Centre for Theoretical Chemistry and Physics, School of Natural and Computational Sciences, Massey University Auckland, Auckland, New Zealand.
Bioinformatics Institute, Agency for Science, Technology and Research, Singapore.
Mol Biol Evol. 2020 Sep 1;37(9):2711-2726. doi: 10.1093/molbev/msaa100.

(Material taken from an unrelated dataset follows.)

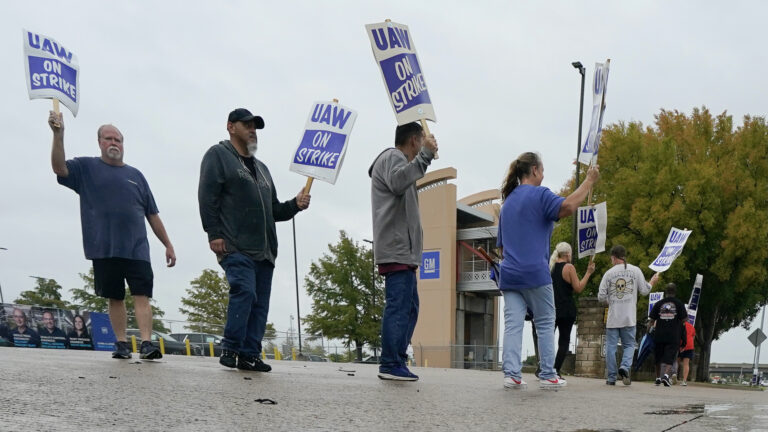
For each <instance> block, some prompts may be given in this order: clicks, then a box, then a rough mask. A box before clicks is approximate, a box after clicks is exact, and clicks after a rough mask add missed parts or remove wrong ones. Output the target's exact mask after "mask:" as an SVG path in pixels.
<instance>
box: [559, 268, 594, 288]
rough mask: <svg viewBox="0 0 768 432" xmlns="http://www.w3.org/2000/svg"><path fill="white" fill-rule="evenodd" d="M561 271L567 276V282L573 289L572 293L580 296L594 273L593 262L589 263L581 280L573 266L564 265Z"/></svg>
mask: <svg viewBox="0 0 768 432" xmlns="http://www.w3.org/2000/svg"><path fill="white" fill-rule="evenodd" d="M563 271H564V272H566V274H567V275H568V281H569V282H570V284H571V286H572V287H573V292H575V293H576V294H580V293H581V292H582V291H584V288H586V286H587V281H588V280H589V277H590V276H592V273H594V272H595V262H594V261H591V262H590V263H589V265H588V266H587V272H586V273H584V277H583V278H581V280H579V275H578V273H576V267H574V266H573V264H568V265H566V266H565V268H563Z"/></svg>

For evaluating the deepest evolutionary relationships among proteins, sequence similarity is too low for application of sequence-based homology search or phylogenetic methods. In such cases, comparison of protein structures, which are often better conserved than sequences, may provide an alternative means of uncovering deep evolutionary signal. Although major protein structure databases such as SCOP and CATH hierarchically group protein structures, they do not describe the specific evolutionary relationships within a hierarchical level. Structural phylogenies have the potential to fill this gap. However, it is difficult to assess evolutionary relationships derived from structural phylogenies without some means of assessing confidence in such trees. We therefore address two shortcomings in the application of structural data to deep phylogeny. First, we examine whether phylogenies derived from pairwise structural comparisons are sensitive to differences in protein length and shape. We find that structural phylogenetics is best employed where structures have very similar lengths, and that shape fluctuations generated during molecular dynamics simulations impact pairwise comparisons, but not so drastically as to eliminate evolutionary signal. Second, we address the absence of statistical support for structural phylogeny. We present a method for assessing confidence in a structural phylogeny using shape fluctuations generated via molecular dynamics or Monte Carlo simulations of proteins. Our approach will aid the evolutionary reconstruction of relationships across structurally defined protein superfamilies. With the Protein Data Bank now containing in excess of 158,000 entries (December 2019), we predict that structural phylogenetics will become a useful tool for ordering the protein universe.
为了评估蛋白质之间最深远的进化关系,序列相似性太低,无法应用基于序列的同源搜索或系统发育方法。在这种情况下,比较蛋白质结构可能是一种替代方法,可以揭示深层次的进化信号。尽管 SCOP 和 CATH 等主要蛋白质结构数据库对蛋白质结构进行了层次分组,但它们并没有描述层次结构内的特定进化关系。结构系统发育学具有填补这一空白的潜力。然而,如果没有某种方法来评估这些树的置信度,就很难评估从结构系统发育学中得出的进化关系。因此,我们解决了将结构数据应用于深度系统发育学的两个缺点。首先,我们检查从两两结构比较中得出的系统发育是否对蛋白质长度和形状的差异敏感。我们发现,结构系统发生学在结构非常相似的情况下最适用,并且分子动力学模拟中产生的形状波动会影响两两比较,但不会严重到消除进化信号。其次,我们解决了结构系统发育缺乏统计支持的问题。我们提出了一种使用通过分子动力学或蒙特卡罗模拟蛋白质生成的形状波动来评估结构系统发育置信度的方法。我们的方法将有助于在结构定义的蛋白质超家族中重建关系。随着蛋白质数据库现在包含超过 158,000 个条目(2019 年 12 月),我们预测结构系统发生学将成为一种有用的工具,用于对蛋白质宇宙进行排序。